Et l’un de ses fidèles serviteurs.
    Il venait de poser la main sur l’épée que, la
veille au soir, Raymond VI lui avait remise. Il n’avait osé dire « soldat »
ni « chevalier », même s’il commençait de le penser. Il avait vu déjà
tant d’horreurs, il avait failli mourir tant de fois qu’il ne comptait plus ces
occasions où il aurait pu rendre l’âme ; il se sentait plus fort, mais
savait aussi que jusqu’à présent, il n’avait jamais combattu l’ennemi face à
face. Don Antonio, qui revenait avec le roi de Las Navas de Tolosa, ne pouvait
encore le considérer qu’avec mépris. Eh bien ! Il lui montrerait ce que l’orgueil
de ce chevalier espagnol refusait encore de voir. Il lui montrerait que le
jeune homme insouciant d’autrefois était mort et que, héraut malgré lui de
Trencavel, il serait bientôt compagnon d’armes du comte de Toulouse. Un
compagnon d’armes ! Cette idée résonnait encore de façon insolite dans son
esprit ; pour peu qu’il s’y attardât, elle lui semblait tout à fait folle ;
il ne connaissait rien à la guerre, l’avoir vue n’était pas l’avoir pratiquée.
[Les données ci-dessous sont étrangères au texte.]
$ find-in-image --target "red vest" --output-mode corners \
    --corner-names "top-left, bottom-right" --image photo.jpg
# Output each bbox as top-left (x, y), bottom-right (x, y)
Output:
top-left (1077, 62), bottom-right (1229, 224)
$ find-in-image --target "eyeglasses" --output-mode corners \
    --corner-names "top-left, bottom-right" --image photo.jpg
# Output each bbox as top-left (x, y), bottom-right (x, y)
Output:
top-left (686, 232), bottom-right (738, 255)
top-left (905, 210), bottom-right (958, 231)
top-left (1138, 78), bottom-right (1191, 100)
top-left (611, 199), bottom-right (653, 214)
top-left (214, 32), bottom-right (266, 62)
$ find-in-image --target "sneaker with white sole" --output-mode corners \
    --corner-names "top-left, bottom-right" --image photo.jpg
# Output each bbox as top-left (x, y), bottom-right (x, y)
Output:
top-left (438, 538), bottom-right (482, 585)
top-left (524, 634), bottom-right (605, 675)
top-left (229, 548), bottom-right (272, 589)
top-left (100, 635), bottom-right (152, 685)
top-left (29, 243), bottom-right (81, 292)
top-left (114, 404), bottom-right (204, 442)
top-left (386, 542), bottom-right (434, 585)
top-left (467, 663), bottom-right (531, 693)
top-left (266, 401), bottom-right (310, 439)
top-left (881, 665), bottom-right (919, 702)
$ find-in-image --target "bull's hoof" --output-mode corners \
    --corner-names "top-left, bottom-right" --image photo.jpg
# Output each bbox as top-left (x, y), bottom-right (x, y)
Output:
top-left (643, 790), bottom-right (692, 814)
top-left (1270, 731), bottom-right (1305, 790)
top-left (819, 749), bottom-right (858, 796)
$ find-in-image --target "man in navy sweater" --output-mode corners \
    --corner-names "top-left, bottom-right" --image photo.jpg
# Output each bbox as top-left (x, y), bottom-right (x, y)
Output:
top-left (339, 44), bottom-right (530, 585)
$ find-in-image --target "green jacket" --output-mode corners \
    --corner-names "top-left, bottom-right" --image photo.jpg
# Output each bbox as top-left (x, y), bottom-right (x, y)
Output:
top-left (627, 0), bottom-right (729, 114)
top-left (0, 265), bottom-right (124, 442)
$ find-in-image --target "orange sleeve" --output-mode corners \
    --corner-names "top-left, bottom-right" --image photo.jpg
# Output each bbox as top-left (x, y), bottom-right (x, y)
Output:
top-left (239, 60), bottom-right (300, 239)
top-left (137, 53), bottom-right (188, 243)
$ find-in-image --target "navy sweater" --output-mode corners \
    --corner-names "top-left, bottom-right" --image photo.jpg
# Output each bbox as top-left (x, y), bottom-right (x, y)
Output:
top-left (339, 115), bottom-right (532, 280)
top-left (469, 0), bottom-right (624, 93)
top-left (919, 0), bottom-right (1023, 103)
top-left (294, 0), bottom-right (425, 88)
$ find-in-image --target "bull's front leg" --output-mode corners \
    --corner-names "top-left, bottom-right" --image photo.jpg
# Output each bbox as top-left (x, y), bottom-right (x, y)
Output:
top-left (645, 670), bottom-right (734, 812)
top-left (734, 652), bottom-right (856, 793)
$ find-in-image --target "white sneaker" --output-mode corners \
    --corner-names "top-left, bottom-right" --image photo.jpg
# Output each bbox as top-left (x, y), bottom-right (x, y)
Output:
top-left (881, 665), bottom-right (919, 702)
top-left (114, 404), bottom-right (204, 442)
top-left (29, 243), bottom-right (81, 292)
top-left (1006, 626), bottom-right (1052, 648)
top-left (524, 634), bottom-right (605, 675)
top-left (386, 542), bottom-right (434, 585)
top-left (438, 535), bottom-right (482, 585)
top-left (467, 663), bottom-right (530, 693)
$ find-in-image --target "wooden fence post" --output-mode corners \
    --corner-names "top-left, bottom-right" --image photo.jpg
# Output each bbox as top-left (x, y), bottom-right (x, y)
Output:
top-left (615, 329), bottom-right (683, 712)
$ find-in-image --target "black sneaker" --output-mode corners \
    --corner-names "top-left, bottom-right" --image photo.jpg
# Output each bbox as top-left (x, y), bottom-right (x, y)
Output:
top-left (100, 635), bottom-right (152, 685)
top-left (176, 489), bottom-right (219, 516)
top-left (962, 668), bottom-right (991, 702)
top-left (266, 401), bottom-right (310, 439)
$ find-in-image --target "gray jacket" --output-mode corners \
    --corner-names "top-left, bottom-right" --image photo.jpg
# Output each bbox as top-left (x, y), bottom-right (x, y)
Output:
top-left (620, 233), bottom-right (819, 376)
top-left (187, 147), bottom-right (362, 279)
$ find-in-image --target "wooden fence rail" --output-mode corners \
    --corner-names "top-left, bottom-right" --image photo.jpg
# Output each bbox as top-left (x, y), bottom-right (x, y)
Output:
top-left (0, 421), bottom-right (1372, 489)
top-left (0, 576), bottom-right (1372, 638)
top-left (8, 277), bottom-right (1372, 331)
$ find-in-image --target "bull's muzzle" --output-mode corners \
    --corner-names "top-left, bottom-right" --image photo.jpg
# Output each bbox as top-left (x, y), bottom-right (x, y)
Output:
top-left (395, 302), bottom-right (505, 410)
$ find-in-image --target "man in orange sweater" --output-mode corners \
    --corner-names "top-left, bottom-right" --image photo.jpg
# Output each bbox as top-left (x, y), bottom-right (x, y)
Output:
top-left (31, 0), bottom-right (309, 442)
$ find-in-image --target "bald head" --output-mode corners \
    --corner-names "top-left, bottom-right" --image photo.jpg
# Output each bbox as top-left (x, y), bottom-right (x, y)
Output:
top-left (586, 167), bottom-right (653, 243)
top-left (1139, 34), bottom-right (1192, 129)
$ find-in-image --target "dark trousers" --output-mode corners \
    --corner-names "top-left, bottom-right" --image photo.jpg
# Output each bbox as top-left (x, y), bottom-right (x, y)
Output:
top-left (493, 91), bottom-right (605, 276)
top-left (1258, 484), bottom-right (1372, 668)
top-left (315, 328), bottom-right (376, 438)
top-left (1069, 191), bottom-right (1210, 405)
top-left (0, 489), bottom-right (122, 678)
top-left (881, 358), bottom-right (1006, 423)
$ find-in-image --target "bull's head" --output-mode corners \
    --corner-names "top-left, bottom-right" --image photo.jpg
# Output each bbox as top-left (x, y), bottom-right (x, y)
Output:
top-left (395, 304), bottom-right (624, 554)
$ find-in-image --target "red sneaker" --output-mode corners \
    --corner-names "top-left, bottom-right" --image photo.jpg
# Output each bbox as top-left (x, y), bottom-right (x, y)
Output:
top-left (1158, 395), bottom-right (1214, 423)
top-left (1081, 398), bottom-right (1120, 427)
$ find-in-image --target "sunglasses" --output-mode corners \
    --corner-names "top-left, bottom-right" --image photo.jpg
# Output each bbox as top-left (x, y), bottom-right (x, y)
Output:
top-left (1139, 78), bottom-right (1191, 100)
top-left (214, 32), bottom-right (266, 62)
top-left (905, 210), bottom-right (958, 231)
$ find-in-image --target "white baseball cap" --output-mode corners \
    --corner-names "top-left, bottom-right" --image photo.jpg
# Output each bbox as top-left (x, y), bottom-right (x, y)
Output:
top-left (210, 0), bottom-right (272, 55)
Il
avait encore peine à se convaincre lui-même et pourtant, une raison obscure le
poussait à croire qu’il n’avait plus le choix. Son entrée dans Toulouse, puis
les confidences inattendues de Raymond VI l’avaient touché plus encore qu’il
ne voulait l’admettre. Plutôt que de renâcler encore à une tâche qu’il devinait
sans doute au-dessus de ses forces, il était décidé à prendre les devants. Et
le regard à la fois tranquille, méprisant et provocant de Don Antonio le
renforçait dans ces dispositions.
    Don Antonio inspira encore.
    — Louve est avec ton fils, troubadour… Je
viens de les voir tous deux. Sais-tu que j’aurais pu choisir d’égorger l’enfant
cette nuit même – et toi avec ?
    — Pourquoi ne le faites-vous pas ? demanda
Escartille.
    L’Espagnol redressa le menton. Il plissa les
yeux, presque amusé de la repartie de ce jeune insolent. Le troubadour avança d’un
pas. Don Antonio hésita encore un instant sur la conduite à tenir, ne bougeant
toujours pas.
    — Cessons donc cette mascarade, dit le
troubadour avec assurance. Ce n’est ni votre honneur, ni votre sang qui sont en
cause. En revanche, c’est ma vie, la sienne et celle d’Aimery.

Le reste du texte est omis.